Three months later, in March 2013, resident 1 was observed exiting a male resident's bedroom late in the evening. When the male resident was asked what had occurred, he indicated — while making thrusting motions with his hips — that resident 1 "was on top of me." Noting that resident 1's alarm had reportedly been turned down to inaudible and highlighting the difficulties presented by the different types of monitors and alarms used in the facility, the investigator recommended that the facility implement a more integrated surveillance system to eliminate the potential for operational error. With regard to resident 1, it was recognized that this incident suggested a "pattern of behavior" that "current protective measures" had proven ineffective to prevent. Nonetheless, the investigator recommended only that the facility's care team continue to monitor resident 1's behavior and make adjustments to his plan or care as needed.

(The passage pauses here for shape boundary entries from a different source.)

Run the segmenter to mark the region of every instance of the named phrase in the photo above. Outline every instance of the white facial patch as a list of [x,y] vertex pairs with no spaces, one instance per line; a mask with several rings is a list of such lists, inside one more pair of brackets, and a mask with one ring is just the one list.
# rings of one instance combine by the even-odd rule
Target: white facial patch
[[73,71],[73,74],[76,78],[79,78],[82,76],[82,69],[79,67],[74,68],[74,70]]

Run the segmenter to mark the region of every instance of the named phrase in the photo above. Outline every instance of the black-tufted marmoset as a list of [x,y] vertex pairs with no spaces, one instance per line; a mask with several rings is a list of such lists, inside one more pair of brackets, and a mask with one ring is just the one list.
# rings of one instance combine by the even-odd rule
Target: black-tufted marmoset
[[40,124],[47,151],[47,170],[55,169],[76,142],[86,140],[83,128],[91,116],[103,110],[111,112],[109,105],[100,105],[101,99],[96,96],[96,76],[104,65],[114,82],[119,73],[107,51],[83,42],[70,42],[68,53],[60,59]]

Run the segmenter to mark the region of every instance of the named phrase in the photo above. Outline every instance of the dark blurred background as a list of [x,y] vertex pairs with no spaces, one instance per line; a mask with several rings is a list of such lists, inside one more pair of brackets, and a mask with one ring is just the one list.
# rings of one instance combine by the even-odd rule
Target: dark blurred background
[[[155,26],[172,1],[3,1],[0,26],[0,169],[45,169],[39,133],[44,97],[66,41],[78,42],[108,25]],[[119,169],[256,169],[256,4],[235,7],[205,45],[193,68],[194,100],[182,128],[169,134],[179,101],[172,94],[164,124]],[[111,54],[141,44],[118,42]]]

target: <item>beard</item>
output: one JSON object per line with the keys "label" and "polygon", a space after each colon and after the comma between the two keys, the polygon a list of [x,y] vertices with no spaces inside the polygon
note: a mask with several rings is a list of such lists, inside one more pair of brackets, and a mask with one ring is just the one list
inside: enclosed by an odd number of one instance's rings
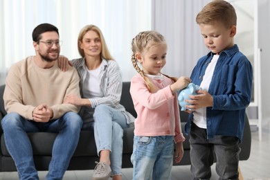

Although the investigator insisted that he could draw no conclusions from resident 1's behavior during the two prior incidents, and petitioner's witnesses characterized the June 2013 incident as unpredictable, the evaluation of evidence and the inferences to be drawn therefrom are within the exclusive province of the administrative agency (see Matter of Berenhaus v Ward, 70 NY2d 436, 443-444 [1987]; Matter of Di Maria v Ross, 52 NY2d 771, 772-773 [1980]; Matter of Roberts v New York State Justice Ctr. for the Protection of People with Special Needs, 152 AD3d 1021, 1024 [2017]). Here, the record provides ample support for the Justice Center's conclusion that, at the time of the June 2013 incident, petitioner was on notice of resident 1's propensity to engage in sexual contact with other residents and that its failure to ensure appropriate supervision of resident 1 following the first two incidents constituted neglect (see Social Services Law § 488 [1] [h] [i]). Substantial evidence also supports the Justice Center's conclusion that petitioner's failure to properly supervise resident 1 both "expose[d] service recipients to harm or risk of harm" and caused or contributed to the June 2013 incident, thereby constituting a category four act of neglect (Social Services Law § 493 [4] [d]; see Social Services Law § 493 [3] [b]). Accordingly, the determination as a whole is supported by substantial evidence and will not be disturbed (see generally Matter of Kelly v New York State Justice Ctr. for the Protection of People With Special Needs, 161 AD3d 1344, 1346 [2018]; Matter of Roberts v New York State Justice Ctr. for the Protection of People with Special Needs, 152 AD3d at 1025).

Petitioner's remaining contentions, to the extent not specifically addressed herein, have been reviewed and found to be lacking in merit.

Garry, P.J., Egan Jr., Aarons and Pritzker, JJ., concur.

ADJUDGED that the determination is confirmed, without costs, and petition dismissed.